There are 2 types of engines in Firebolt - General purpose engines and Analytics engines.

General purpose engines can do everything analytics engines do, but can also write data to Firebolt tables. They are designed for database creation, data ingestion, and extract, load, and transform (ELT) operations. A database can have only one general purpose engine running at a time.

Analytics engines are read-only and are designed for queries that do not ingest data. They can’t write values. You can run as many analytics engines as you need at the same time.

Since analytics engines are read-only, all changes to data and schemas are done on a general purpose engine, and then synced to the analytics engines.

Syncing Changes to Data

Data changes are synced to all running analytics engines every 10 minutes. If the data changes are large, it will take additional time for all changes to be applied.

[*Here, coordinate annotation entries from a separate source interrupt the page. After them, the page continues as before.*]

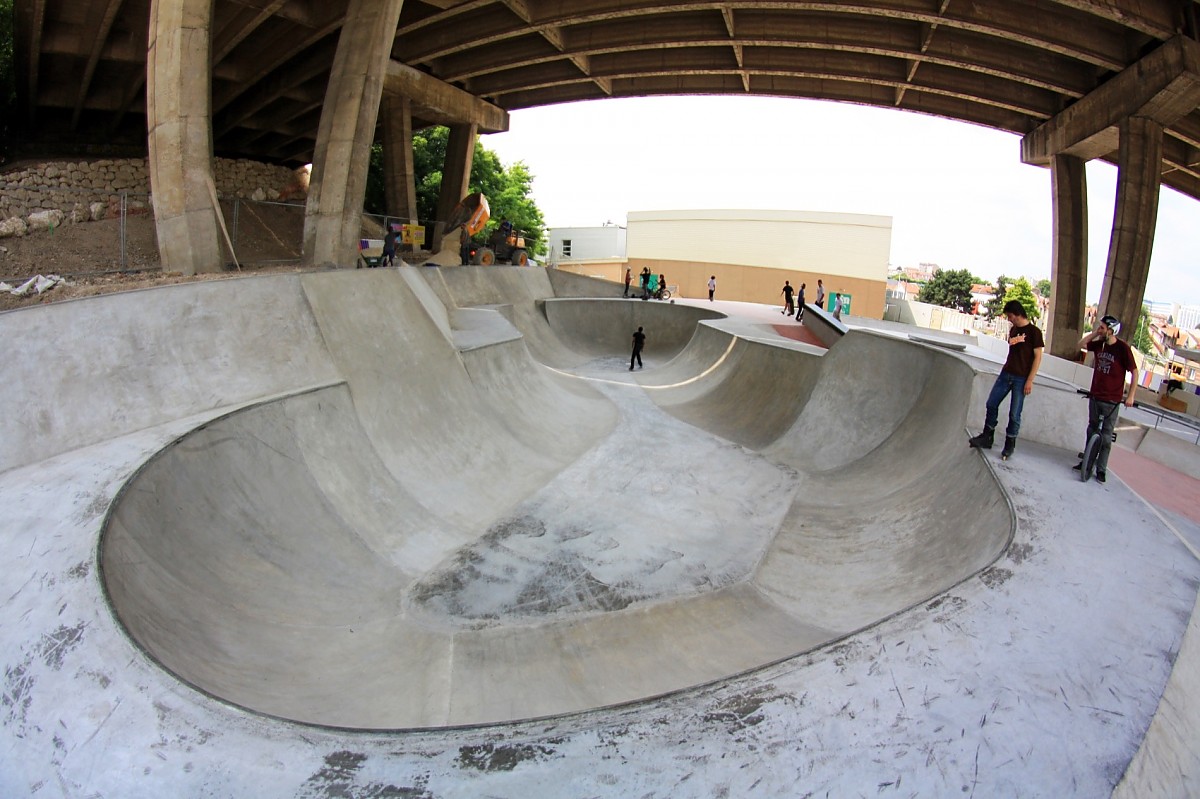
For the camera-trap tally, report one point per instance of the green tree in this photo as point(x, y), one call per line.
point(1141, 338)
point(949, 288)
point(508, 188)
point(996, 304)
point(7, 77)
point(1023, 293)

Data changes are synced to a non-running engine when the engine is started.

Data changes include the following activities:

  • INSERT/UPDATE/DELETE

  • DROP PARTITION

Syncing changes to schemas

Schema changes are not synced to running analytics engines. Running engines must be restarted for schema changes to be reflected in the engine.

Schema changes include the following activities:

  • DROP/CREATE TABLE

  • DROP/CREATE AGGREGATING INDEX

  • DROP/CREATE JOIN INDEX

  • DROP/CREATE VIEW

Note - schema changes block data changes

It is important to note that if a table schema is changed, data changes for that table will no longer be synced to running engines. A common pattern is to drop a table, create it with the same set of columns, and insert a new set of data. Because of the initial schema change (DROP/CREATE), subsequent data changes will not sync to running analytics engines, even though the table structure has not changed.